According to the announcement, from January 2011 through September 2013, Credit Suisse failed to effectively review trading for AML reporting purposes. The firm expected its registered representatives, who were the primary contact with the customers, to identify and report unusual or suspicious activities or transactions (i.e., activities and transactions described in Credit Suisse’s AML policies as red flags) to the firm’s AML compliance department. In turn, the compliance department was required to investigate the activity or transaction, document its findings and file Suspicious Activity Reports (“SARs”) where appropriate. However, the systems and procedures the firm used to monitor trading for other purposes were not designed to detect potentially suspicious activity from an AML perspective and the other departments and branches of the firm did not assume responsibility for reviewing trading for AML reporting purposes. As a result, in certain circumstances, Credit Suisse did not investigate suspicious trading adequately to assess whether a SAR should be filed.

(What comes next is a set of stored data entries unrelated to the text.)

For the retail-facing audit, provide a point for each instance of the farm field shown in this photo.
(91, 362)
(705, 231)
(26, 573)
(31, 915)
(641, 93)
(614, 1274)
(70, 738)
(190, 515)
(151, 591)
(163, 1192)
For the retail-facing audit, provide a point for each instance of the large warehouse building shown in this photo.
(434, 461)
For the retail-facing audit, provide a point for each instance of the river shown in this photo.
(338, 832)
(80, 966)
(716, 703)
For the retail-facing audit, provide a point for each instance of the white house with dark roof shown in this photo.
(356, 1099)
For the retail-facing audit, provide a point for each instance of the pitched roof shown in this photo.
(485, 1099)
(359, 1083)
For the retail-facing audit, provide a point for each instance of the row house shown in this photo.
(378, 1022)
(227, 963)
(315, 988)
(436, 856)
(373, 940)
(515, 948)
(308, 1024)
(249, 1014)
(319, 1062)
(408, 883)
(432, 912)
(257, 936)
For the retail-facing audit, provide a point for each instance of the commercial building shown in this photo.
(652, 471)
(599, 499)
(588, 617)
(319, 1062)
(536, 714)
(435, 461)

In addition, Credit Suisse’s reliance on representatives to escalate potentially suspicious trading failed to account for the fact that most orders it received from its foreign affiliates came in to the firm electronically and thus were not seen by the firm’s sales traders.
FINRA also found that from January 2011 through December 2015, Credit Suisse failed to effectively review suspicious money transfers. The firm used an automated surveillance system to identify red flags of suspicious activity. Credit Suisse failed to implement the automated surveillance system properly by, among other things, inadequately inputting the data into the system, and failing to use available scenarios that were applicable to the money-laundering risks presented by its business. Although Credit Suisse self-identified some of the deficiencies and retained a consulting firm to assist in evaluating them, the firm initially failed to devote adequate resources to resolve the issues in a timely fashion, and some of the deficiencies remain unresolved today. In addition, FINRA found that Credit Suisse did not have adequate staffing to review the tens of thousands of alerts the automated system generated in any given year.
Finally, FINRA found that Credit Suisse’s supervisory systems and conrols were deficient as it relates to compliance with the prohibition of the sale of unregistered securities. Certain Credit Suisse customers deposited and sold microcap stock through the firm, which should have raised red flags indicating that the shares were potentially part of an illegal distribution. The firm failed to instruct its representatives on how to determine whether those securities were registered or subject to an exemption from registration prior to executing those trades. As a result, Credit Suisse facilitated the illegal distribution of at least 55 million unregistered shares of securities. The firm subsequently implemented additional procedures limiting the trading of microcap securities.
Credit Suisse said in a statement that it had cooperated with FINRA’s inquiry, and that the firm had been taking “appropriate internal remedial efforts.”
In addition to the fine, Credit Suisse agreed to adopt and implement policies and procedures within 90 days to address the problems cited in the letter of Acceptance, Waiver and Consent (which can be found here).
Credit Suisse neither admitted nor denied the charges but did agree to FINRA’s findings.
This case illustrates the need for FINRA member firms to have sufficient AML compliance programs in place since money laundering and other suspicious activity is often concealed in securities transactions, particularly in microcap stocks. Not only can compliance violations result in significant fines, such deficiencies could also trigger a wider securities investigations.